In brief, Taiwanese authorities allege that state-owned Elf Aquitaine paid bribes through French firm, Thomson-CSF (now Thales), to persuade French and Taiwanese authorities to approve the sale of the warships. Investigations reportedly began after Taiwanese authorities concluded from the inflated price that the deal constituted a serious case of international corruption.
Naval Captain Yin Ching-feng, who is believed to have been ready to blow the whistle on the corruption, was murdered in the course of the Elf Aquitaine affair. Andrew Wang has been charged in absentia with the crime. Further details can be found in DID’s November 2005 article.
Funds related to the deal remain blocked in 46 accounts in different banks in Switzerland, and authorities in Liechtenstein have frozen a further $27 million. Defense Aerospace now reports that Taiwan has asked Switzerland to return $520 million (SFr 646.7 million) frozen in Swiss banks, on the grounds that this represents their damages. The case is now in the hands of a Swiss magistrate, and once a decision is rendered further appeals are possible.
UPDATES:
June 13/07: The Swiss Bundeskanzlei (Federal Chancellery) has handed $34 million back to Taiwan as an interim measure – with conditions attached re: legal proceedings against the accused. The remaining assets are still frozen. A decision on their handover will be made by the Federal Examining Magistrate in a second phase in proceedings. Specifically, he must examine whether or not these assets are clearly of criminal origin – in which case they can be handed over to Taiwan without the need for a recovery order – or if their handover should be linked to other conditions under Swiss law.
To get a sense of the process involved in the $34 million return, on Feb 2/07, the competent Federal Examining Magistrate ordered the return of $34 million to Taiwan – with the express consent of the two account-holders concerned.
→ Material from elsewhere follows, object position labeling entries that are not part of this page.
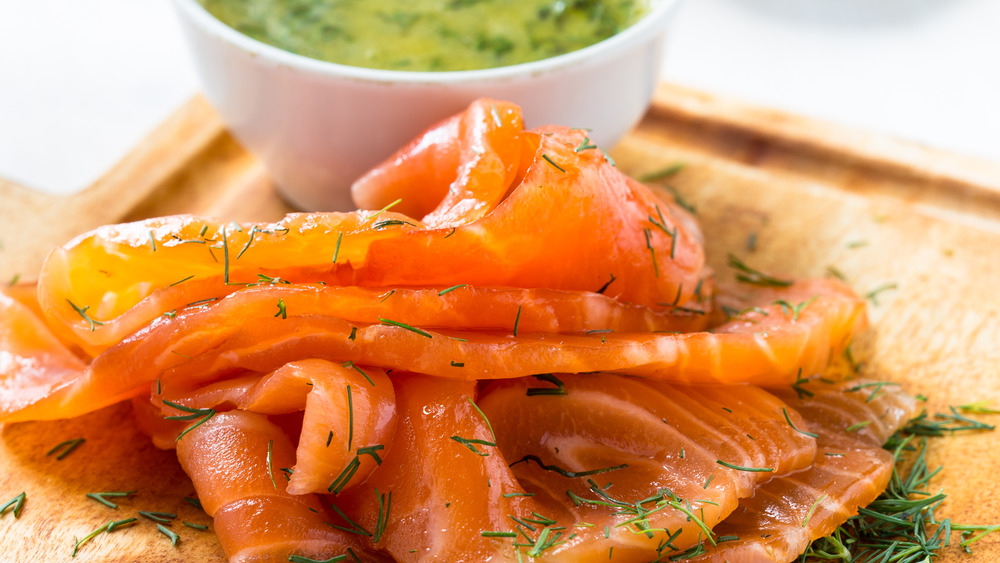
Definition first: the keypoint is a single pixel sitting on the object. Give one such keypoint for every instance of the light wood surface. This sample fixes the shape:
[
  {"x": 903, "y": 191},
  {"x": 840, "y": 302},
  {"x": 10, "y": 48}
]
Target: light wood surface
[{"x": 812, "y": 194}]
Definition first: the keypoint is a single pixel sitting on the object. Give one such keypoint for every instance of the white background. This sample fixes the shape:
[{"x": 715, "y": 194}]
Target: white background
[{"x": 81, "y": 81}]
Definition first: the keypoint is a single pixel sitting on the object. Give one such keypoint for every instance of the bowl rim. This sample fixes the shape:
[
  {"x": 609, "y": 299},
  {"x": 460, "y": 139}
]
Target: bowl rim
[{"x": 648, "y": 25}]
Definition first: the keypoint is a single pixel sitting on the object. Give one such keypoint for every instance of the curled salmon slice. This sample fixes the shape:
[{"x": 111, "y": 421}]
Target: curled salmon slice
[
  {"x": 347, "y": 411},
  {"x": 850, "y": 471},
  {"x": 636, "y": 468},
  {"x": 527, "y": 204},
  {"x": 443, "y": 487},
  {"x": 234, "y": 461},
  {"x": 461, "y": 306},
  {"x": 33, "y": 362},
  {"x": 458, "y": 168},
  {"x": 769, "y": 346}
]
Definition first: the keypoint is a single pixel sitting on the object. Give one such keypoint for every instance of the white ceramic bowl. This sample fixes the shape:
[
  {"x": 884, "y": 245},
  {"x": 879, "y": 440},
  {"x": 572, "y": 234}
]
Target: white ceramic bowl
[{"x": 318, "y": 126}]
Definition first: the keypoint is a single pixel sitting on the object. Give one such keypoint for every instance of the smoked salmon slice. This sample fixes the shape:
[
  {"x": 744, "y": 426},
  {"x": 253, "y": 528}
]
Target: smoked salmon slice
[
  {"x": 566, "y": 205},
  {"x": 346, "y": 410},
  {"x": 852, "y": 421},
  {"x": 34, "y": 364},
  {"x": 790, "y": 330},
  {"x": 443, "y": 483},
  {"x": 675, "y": 464},
  {"x": 234, "y": 460},
  {"x": 520, "y": 355}
]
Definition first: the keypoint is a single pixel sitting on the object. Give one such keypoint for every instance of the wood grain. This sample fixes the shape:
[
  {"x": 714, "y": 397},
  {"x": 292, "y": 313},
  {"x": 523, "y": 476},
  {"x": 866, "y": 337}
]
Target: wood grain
[{"x": 812, "y": 194}]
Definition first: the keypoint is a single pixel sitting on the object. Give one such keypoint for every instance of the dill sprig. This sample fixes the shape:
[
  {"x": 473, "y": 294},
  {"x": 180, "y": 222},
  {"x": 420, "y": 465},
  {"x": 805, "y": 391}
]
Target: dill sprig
[
  {"x": 100, "y": 497},
  {"x": 67, "y": 447},
  {"x": 900, "y": 525},
  {"x": 16, "y": 502},
  {"x": 663, "y": 173},
  {"x": 205, "y": 415},
  {"x": 82, "y": 311},
  {"x": 746, "y": 274}
]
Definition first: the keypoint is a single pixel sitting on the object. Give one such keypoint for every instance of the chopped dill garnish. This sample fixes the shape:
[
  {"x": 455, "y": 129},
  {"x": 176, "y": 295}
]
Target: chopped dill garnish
[
  {"x": 350, "y": 364},
  {"x": 605, "y": 286},
  {"x": 181, "y": 281},
  {"x": 797, "y": 386},
  {"x": 858, "y": 426},
  {"x": 336, "y": 250},
  {"x": 99, "y": 497},
  {"x": 584, "y": 145},
  {"x": 17, "y": 503},
  {"x": 496, "y": 115},
  {"x": 391, "y": 223},
  {"x": 77, "y": 544},
  {"x": 405, "y": 326},
  {"x": 494, "y": 534},
  {"x": 812, "y": 510},
  {"x": 741, "y": 468},
  {"x": 565, "y": 473},
  {"x": 789, "y": 420},
  {"x": 746, "y": 274},
  {"x": 350, "y": 422},
  {"x": 877, "y": 385},
  {"x": 979, "y": 407},
  {"x": 382, "y": 520},
  {"x": 67, "y": 447},
  {"x": 900, "y": 525},
  {"x": 352, "y": 467},
  {"x": 302, "y": 559},
  {"x": 270, "y": 464},
  {"x": 471, "y": 443},
  {"x": 483, "y": 416},
  {"x": 553, "y": 163},
  {"x": 174, "y": 538},
  {"x": 205, "y": 415},
  {"x": 559, "y": 389},
  {"x": 941, "y": 423},
  {"x": 384, "y": 209},
  {"x": 663, "y": 172},
  {"x": 83, "y": 313},
  {"x": 121, "y": 523},
  {"x": 163, "y": 517},
  {"x": 652, "y": 251},
  {"x": 355, "y": 528}
]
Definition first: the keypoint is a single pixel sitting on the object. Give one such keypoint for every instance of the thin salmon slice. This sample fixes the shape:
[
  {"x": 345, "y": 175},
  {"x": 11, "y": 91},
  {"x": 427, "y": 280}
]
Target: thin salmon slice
[
  {"x": 241, "y": 332},
  {"x": 851, "y": 470},
  {"x": 521, "y": 234},
  {"x": 461, "y": 306},
  {"x": 623, "y": 466},
  {"x": 346, "y": 410},
  {"x": 443, "y": 487},
  {"x": 234, "y": 460},
  {"x": 33, "y": 363}
]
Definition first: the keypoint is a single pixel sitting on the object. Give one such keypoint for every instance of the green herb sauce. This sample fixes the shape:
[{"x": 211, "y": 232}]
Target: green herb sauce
[{"x": 428, "y": 35}]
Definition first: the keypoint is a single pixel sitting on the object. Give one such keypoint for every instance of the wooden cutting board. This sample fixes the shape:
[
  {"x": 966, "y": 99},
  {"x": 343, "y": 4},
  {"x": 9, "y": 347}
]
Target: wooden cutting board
[{"x": 919, "y": 227}]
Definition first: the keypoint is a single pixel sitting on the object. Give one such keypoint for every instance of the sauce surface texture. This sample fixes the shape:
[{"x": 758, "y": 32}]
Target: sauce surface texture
[{"x": 428, "y": 35}]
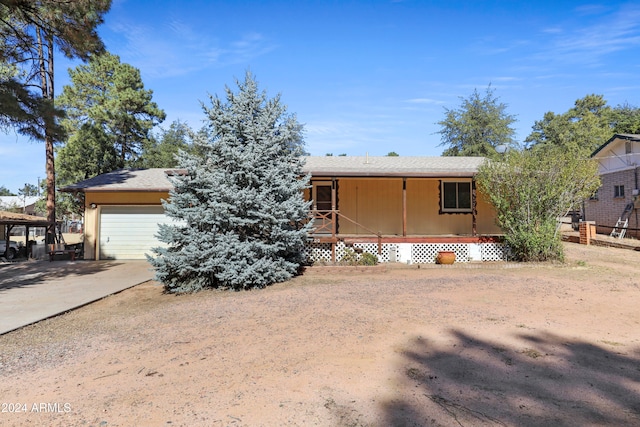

The reason for this consent may be found in the conditions attached: assurances from the Taiwanese authorities that legal proceedings against the two persons in question “would comply with human rights principles.” Given tender European government sensibilities, and the implications of the charges, this is probably code for assurances that the men would not be executed.
On May 1/07, the Federal Office of Justice determined that the guarantee provided in April 2007 by the Taiwanese Minister of Justice was sufficient to fulfill the Federal Examining Magistrate’s conditions. Once this ruling had become legally enforceable, notice could be given on the fixed-term deposits in which the assets were held. The assets were finally transferred to the Taiwanese judicial authorities on June 13/07. BK release.